There are some rule of thumbs to achieve similar results in the architecture of other code. If one is implementing a new module it is good to start with the private keyword to make all identifiers private to that module and explicitly thinking about which identifiers should be accessable from outside and declare them public. These public identifiers should only change for a good reason afterwards and should be well documented. Variables that should have read-only access from the outside (a computed energy for example) can be declared public, protected.

If other modules are imported with use, only: then it is easy to see on which code a module relies.

If there are generic functions it is possible to declare only the name of the generic interface as public and keep the concrete implementations private.

The use of private helper functions has the same benefit as contained procedures. It allows to write ad-hoc wrappers that have access to the module scope, but do not require public global variables.

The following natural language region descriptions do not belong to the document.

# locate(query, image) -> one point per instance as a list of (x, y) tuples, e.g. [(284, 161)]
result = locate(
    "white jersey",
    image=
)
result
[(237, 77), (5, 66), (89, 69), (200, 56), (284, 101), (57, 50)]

If possible functions should be declared pure or elemental.

Example module layout
A sample module layout is given below:

#include "macros.h" ! This enables use of our precompiler macros.
module module_name

    ! To the extent possible, include statements should be at the
    ! beginning of a module, and not elsewhere.
    ! If possible they should import only actually used identifiers.
    use SystemData, only: nel, tHPHF
    use module_data
    use constants
    implicit none

    ! To the extent possible, declare all identifiers of
    !   a module as private by default
    !   and export explicitly with the public keyword.
    private
    public :: sub_name, fn_name, calculated_energy
    ! Cannot be changed from the outside.
    protected :: calculated_energy

    real(dp) :: calculated_energy


    ! Add an interface to an external (non-modularised) function
    interface external_fn
        function splat_it(in_val) result(ret_val) &
                                  bind(c, name='symbol_name')
            ! n.b. interface statements shield from modular includes
            import :: dp
            implicit none
            integer, intent(in) :: in_val
            real(dp) :: ret_val
        end function
    end interface

contains

    [pure|elemental] subroutine sub_name(in_val, out_val)

        ! This is a description of what the subroutine does

        integer, intent(in) :: in_val
        real(dp), intent(out) :: out_val

    end subroutine [sub_name]


    [pure|elemental] function fn_name(in_val) result(ret_val)

        ! This is a description of what the function does

        integer, intent(in) :: in_val
        real(dp) :: ret_val

    end function [fn_name]

end module

Error handling

It is very important to always be in a well defined state and to be deterministic up to the stochastic noise of the Monte-Carlo simulation. For this reason, errors that cannot be handled inside a procedure and are not handled by calling code should crash the program. This philosophy follows the convention of the fortran intrinsic allocate or the mpi_f08 subroutines. The error code should be optional and calling code should only pass it, if they handle all possible error cases. The called function should not abort the calculation, if an error code is present and should abort the calculation if this is not the case.

Calling code should only ask for the error code if the return value is handled as early as possible. Do not write

allocate(A, stat=ierr)
allocate(B, stat=ierr)
allocate(C, stat=ierr)
if (ierr /= 0) call stop_all(...)

but either check after each allocation (to know which array failed) or just ommit stat=ierr. The intrinsic allocations stops the program if it cannot allocate.

One line if statements

One-line if statements should fit in one line. If they have to be continued via &, please use a proper thenend if pairing.

! This is allowed
if (cond) statement


! This is forbidden
if (cond) &
    statement

The underlying reason is that the danger is too high, to go from

if (cond) &
    statement_1

to

if (cond) &
    statement_1
    statement_2

where people might overlook that statement_2 is always executed.